Her biography of poet Anne Sexton spent eight weeks on the New York Times bestseller list, in part because she had secured permission to use recordings of Sexton's psychotherapy sessions as research material. Although Anne Sexton raised questions about the ultimate confidentiality of patients' records, it became a finalist for the National Book Award and for the National Book Critics Circle Award. Two other biographies were also bestsellers: Suits Me, the story of Billy Tipton (a female jazz musician who lived for 50 years as a man), and Her Husband, about the marriage of poets Sylvia Plath and Ted Hughes.

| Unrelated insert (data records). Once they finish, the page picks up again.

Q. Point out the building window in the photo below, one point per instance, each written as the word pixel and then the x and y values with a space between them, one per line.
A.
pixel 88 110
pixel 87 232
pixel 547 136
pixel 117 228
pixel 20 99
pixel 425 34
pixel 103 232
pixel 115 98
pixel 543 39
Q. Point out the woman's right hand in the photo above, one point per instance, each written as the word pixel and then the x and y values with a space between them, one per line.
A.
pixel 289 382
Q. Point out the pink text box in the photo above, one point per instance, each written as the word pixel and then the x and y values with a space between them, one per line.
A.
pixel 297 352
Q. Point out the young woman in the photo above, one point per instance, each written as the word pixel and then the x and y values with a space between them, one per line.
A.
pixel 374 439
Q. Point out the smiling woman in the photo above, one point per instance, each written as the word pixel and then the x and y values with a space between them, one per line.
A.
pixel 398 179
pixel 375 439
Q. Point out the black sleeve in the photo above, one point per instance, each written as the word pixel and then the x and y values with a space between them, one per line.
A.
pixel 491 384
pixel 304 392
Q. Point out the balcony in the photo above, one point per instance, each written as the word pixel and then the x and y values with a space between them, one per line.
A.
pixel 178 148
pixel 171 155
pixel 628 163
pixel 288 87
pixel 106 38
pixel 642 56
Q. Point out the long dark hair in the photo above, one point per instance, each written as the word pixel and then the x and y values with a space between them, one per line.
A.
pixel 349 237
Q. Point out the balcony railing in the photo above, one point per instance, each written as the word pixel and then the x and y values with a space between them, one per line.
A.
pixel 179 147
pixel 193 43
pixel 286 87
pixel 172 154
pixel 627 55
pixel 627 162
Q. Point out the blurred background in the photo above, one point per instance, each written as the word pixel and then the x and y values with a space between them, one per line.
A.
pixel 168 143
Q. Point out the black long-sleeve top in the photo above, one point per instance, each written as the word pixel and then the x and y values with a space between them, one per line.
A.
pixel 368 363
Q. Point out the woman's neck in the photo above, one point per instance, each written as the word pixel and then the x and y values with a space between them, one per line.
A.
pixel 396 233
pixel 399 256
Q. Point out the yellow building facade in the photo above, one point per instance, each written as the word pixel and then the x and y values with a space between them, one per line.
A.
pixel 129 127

Middlebrook's crowning achievement, however, was expected to be a biography of the ageless poet Ovid, to be published this year, some 2000 years after he walked and wrote in the streets of Rome.

Twice divorced, Middlebrook was becoming an intellectual celebrity in her own right when, in 1985, she married another: professor emeritus of chemistry Carl Djerassi, famous as the “father of the Pill.”

In a 2003 Stanford story, history professor Estelle Freedman spoke admiringly of Middlebrook: “Often, when I have to be 'on,' as at public events, I think 'WWDD.' Instead of 'What would Jesus do?' it is 'What would Diane do?' And I reach deep inside for a touch of spark, wit, words and connecting thoughts that might, in her style, embrace those around me with the intellectual and personal vibrancy that she brings with her always.”

In addition to her husband, Middlebrook is survived by her daughter, Leah Middlebrook; her stepson, Dale Djerassi; a step-grandson, and two sisters.